The leader of Sri Lanka’s main opposition party accused the government of responsibility for the country’s worsening human rights record.
United National Party (UNP) Leader Ranil Wickremesinghe, who attended a gathering of the relatives and friends of missing persons, in Colombo on April 9, charged that the ruling United Peoples' Freedom Alliance (UPFA) regime was responsible for the bad reputation of the Sri Lankan state's Human Rights record.
"The attitude that, if a war is to be waged, all Tamils should be annihilated prevails in Sri Lanka," Mr. Wickremesinghe said.
"All political parties should unite in safeguarding the human rights of all people," he said. "The situation, if allowed to continue, would tarnish the entire image of Sri Lanka."
"We hear that persons abducted from Colombo and its suburbs are being held in Polonnaruwa. The United National Party would not hesitate to do what it can to trace the places where the abducted persons are said to be held," Mr. Wickremesinghe said.
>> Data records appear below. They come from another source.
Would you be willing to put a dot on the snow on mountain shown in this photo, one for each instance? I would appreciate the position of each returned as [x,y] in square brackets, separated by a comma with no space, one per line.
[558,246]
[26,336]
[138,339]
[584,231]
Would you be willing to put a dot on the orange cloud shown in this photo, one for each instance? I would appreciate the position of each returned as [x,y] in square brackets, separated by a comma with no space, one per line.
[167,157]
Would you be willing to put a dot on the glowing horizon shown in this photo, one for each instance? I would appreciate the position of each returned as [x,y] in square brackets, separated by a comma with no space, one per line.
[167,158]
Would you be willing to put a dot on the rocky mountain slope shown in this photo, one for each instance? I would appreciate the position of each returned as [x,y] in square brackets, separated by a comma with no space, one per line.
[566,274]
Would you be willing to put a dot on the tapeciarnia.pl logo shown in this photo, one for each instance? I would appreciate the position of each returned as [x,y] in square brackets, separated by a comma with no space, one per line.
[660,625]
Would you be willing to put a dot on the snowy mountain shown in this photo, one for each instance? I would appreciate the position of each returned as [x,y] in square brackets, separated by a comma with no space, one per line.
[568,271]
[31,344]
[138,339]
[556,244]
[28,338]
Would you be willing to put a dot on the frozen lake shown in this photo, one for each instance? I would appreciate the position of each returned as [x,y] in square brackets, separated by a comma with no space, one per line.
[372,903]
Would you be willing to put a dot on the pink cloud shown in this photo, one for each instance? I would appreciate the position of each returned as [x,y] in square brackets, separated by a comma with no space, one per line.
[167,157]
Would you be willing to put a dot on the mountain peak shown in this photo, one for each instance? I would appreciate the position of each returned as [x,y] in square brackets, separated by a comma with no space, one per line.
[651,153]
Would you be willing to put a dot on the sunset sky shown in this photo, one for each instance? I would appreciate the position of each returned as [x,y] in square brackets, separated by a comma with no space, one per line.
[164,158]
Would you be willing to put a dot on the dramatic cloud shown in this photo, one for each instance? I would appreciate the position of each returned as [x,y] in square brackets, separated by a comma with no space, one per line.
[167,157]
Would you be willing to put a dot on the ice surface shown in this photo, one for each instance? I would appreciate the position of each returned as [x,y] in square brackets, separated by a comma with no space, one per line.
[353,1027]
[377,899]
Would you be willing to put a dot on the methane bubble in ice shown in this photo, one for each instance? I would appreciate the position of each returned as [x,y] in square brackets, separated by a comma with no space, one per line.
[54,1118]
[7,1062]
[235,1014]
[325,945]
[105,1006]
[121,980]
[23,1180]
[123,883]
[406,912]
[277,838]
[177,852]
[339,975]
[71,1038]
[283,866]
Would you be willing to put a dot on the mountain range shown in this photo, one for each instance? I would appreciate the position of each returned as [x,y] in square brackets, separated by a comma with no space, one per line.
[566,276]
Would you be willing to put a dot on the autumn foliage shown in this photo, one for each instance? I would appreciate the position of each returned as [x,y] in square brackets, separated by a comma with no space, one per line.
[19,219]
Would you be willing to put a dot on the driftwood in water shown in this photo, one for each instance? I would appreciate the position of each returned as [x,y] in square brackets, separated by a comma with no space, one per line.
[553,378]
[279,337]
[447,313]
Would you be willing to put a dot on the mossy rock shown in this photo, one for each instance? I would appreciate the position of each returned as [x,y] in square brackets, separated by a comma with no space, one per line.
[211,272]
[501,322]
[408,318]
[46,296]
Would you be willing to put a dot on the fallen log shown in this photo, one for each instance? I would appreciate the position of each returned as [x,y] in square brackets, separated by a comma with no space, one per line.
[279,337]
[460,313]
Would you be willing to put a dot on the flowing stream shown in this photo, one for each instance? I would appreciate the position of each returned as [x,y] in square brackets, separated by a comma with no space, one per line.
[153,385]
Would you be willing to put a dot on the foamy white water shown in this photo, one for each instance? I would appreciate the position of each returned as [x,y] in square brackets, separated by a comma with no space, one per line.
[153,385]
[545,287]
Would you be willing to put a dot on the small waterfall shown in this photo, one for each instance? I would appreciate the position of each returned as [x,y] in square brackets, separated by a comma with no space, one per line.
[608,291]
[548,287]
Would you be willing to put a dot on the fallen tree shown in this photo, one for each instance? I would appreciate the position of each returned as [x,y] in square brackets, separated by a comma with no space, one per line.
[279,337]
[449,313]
Eighty-eight people have been either abducted or gone missing since August 2006, the Civil Monitoring Committee (CMC), an ongoing initiative by a few involved politicians to monitor involuntary disappearances, abduction, extra judicial killings and arbitrary arrests and detentions in Sri Lanka, noted at the gathering.
"The President of Sri Lanka has chosen to dismiss the present disappearances as not worthy of local and international attention," said a resolution passed by the gathering.
“We consider human lives as sacred and that no one, irrespective of their ethnicity, religion, caste, social status etc., deserves to be "disappeared",” the resolution said.
“We are particularly pained at the inability or unwillingness of the government to adequately investigate this situation and their rejection of our efforts and those of local and international groups trying to help us.”
CMC chairman Sirithunga Jayasooriya, Jaffna district Tamil National Alliance (TNA) parliamentarian Suresh Premachandran, UNP parliamentarians John Amarathunge and Ravi Karunanayakke, CMC convenor and Western People's Front leader and parliamentarian Mano Ganeshan, and others spoke at the confluence attended by hundreds of relatives and friends of persons abducted or missing.